I don't deny it. It's just that this is nothing particularly new, even for JK Rowling, and nor is it a freedom confined to fantasy books. I don't read much realist fiction because I figure the world's dreary enough as it is. Although I do read a lot of non-fiction and reportage - so clearly I'm conflicted and contradictory. And I read a lot of history and nowadays a great deal of (preferably good) historical fiction for kids.
Over the past month or so, I've read a few of Catherine Jinks' Pagan books, all about a young Jerusalem street kid who gets caught up in the Crusades and their aftermath. Her latest is Pagan's Daughter, who is stuck in the middle of the European Crusades against French heretics - not all Crusades, of course, being based in the Holy Land.
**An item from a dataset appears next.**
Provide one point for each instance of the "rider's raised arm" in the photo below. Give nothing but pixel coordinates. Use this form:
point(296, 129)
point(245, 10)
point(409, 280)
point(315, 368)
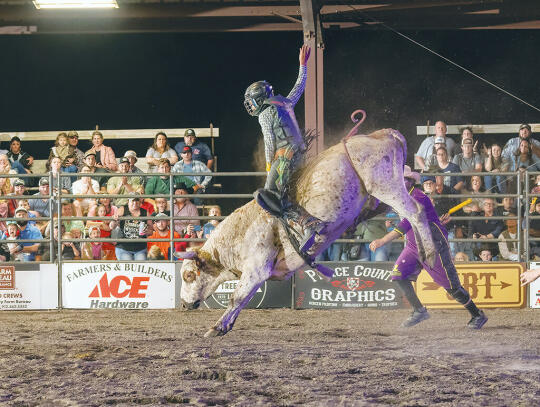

There are myriad concepts in these books, almost an antidote to all the great children's Crusade adventures of the past, where the Infidels (always partly clad and swarthily untrustworthy) were little more than slavering hordes, and Richard the Lion Heart rode up on his charger at the critical moment (I always loved that bit).
Those moral conceits were more anachronistic, in a sense, than Jinks' street slang. On the other hand, the recent movie Kingdom of Heaven failed to achieve credibility, with a protagonist who was 1990s wishy-washy liberal and a plot that bore no relation to the real historical characters on which it was based, nor their actions and documented beliefs.
I recently re-read Ronald Welch's Knight Crusader, which I remembered clearly from my childhood, and which is perhaps a midway point between that tradition of great heroic Crusader novels and our contemporary story-telling.
But moral-heavy Victorian interpretations still weigh on our image of the Crusades, and create a potency around them almost unmatched by other historical events.
It's the tradition that led to George Bush seeing modern parallels, although he's stopped using the word "crusade" about his own efforts. Perhaps Condoleeza Rice managed to get through the idea that he had the wrong end of the stick: that the Christians failed, and took hundreds of years to realise it (not a good precedent, after all); and that Holy War, martyrdom, and excessive slaughter have often been associated with Christian wars.
But Jinks is not using history (nor is Rowling, for that matter, using fantasy) to whack readers over the head with a current message about violence, or religious intolerance, or war. Those ideas are timeless and will often be part of good writing about the Crusades; or historical fiction set in any war; or indeed fantasy. Someone clever, like Jinks or Rowling, or Jackie French in Hitler's Daughter, can present more facets of these ideas, and pose questions without sermonising.
Pure evil and pure good exist - or do they? Where do temptation, and fury, and fear, and weakness fit?
Into the fictional human stories that are woven from history - the conflicts and messages aren't trumpeted, and the stories are above all compelling adventures. That's what matters, what engages, what creates drama.
In his action-packed A Very Short Introduction to the Crusades, Christopher Tyerman (Oxford, 2004) mounts a sensible and determined argument that bears repeating:
There can be no summoning of the past to take sides in the present. Plundering history to deliver modern indictments serves no rational or benign purpose. To observe the past through the lens of the present invites delusion; so too does ignoring the existence of that lens. However, the burden of understanding lies on us to appreciate the world of the past, not on the past to provide ours with facile precedents or good stories, although of the latter the Crusades supply plenty.